En uno de los primeros capítulos liberados del informe insignia del FMI, el World Economic Outlook, titulado “Reiniciar el crecimiento en economías emergentes y en desarrollo ¿Qué papel podrían jugar las reformas estructurales?”, sostuvieron que este tipo de cambios tardan varios años en generar un impacto económico.

“Algunas de las reformas, las que fortalecen la protección laboral y liberalizan las finanzas internas, pueden incluso generar importantes costos de implementación a corto plazo, de manera que el público y los agentes políticos y económicos, deben ser previamente advertidos para que tengan la fortaleza de esperar mientras comienzan a rendir frutos.”

Esgrimieron que la informalidad aumentó considerablemente coincidiendo con el lento crecimiento de la productividad.

En el análisis, divulgado en avanzada del reporte completo que será presentado el martes próximo, al abrir los trabajos de las Reuniones Anuales, los expertos del organismo destacaron en el caso mexicano la variación de respuesta de la informalidad tras la reforma de desregulación realizada en la década de los 90.

Esgrimieron que la informalidad aumentó considerablemente coincidiendo con el lento crecimiento de la productividad.

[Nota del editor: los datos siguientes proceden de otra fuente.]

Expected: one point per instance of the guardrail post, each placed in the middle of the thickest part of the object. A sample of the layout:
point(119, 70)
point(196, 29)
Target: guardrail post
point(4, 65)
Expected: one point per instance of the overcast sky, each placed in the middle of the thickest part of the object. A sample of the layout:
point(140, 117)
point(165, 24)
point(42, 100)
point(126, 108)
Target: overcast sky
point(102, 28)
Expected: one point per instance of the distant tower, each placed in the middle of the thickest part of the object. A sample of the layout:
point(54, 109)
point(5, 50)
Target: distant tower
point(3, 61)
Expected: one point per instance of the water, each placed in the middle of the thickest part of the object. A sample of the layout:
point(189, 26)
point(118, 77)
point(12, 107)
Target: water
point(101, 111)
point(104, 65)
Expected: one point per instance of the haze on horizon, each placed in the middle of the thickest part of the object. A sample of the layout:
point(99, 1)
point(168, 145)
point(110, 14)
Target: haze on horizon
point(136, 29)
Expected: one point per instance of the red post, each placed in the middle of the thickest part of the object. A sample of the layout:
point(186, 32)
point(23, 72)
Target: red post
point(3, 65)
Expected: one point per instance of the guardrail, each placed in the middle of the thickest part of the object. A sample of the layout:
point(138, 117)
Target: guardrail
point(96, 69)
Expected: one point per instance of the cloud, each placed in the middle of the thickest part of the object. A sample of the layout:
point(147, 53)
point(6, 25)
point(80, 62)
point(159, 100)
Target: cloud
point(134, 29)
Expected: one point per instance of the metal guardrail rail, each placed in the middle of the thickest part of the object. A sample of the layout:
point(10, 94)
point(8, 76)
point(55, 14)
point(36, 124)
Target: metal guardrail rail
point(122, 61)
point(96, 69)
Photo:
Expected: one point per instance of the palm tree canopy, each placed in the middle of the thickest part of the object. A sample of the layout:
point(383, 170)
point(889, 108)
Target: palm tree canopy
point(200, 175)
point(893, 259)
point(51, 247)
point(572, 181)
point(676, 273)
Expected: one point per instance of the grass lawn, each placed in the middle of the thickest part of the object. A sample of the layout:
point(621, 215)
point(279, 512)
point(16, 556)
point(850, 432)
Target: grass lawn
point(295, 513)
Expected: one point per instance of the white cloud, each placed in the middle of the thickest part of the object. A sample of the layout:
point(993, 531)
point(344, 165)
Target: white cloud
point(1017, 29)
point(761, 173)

“Este aumento de la informalidad resultó de la introducción de nuevas políticas como los cambios en beneficios relativos proporcionados por los programas de seguro social contributivos y no contributivos entre otros, que desincentivaron a las empresas y trabajadores a formalizarse al iniciar la década del 2000”, parafrasearon un análisis de Santiago Levy de 2007.

Según su observación, cuando un emergente reforma y no tiene el cuidado de adaptar los cambios a sus circunstancias domésticas, incluso a su gobernabilidad, se reducen los beneficios y se puede provocar una decepción que limite la posibilidad de apoyo en nuevos intentos.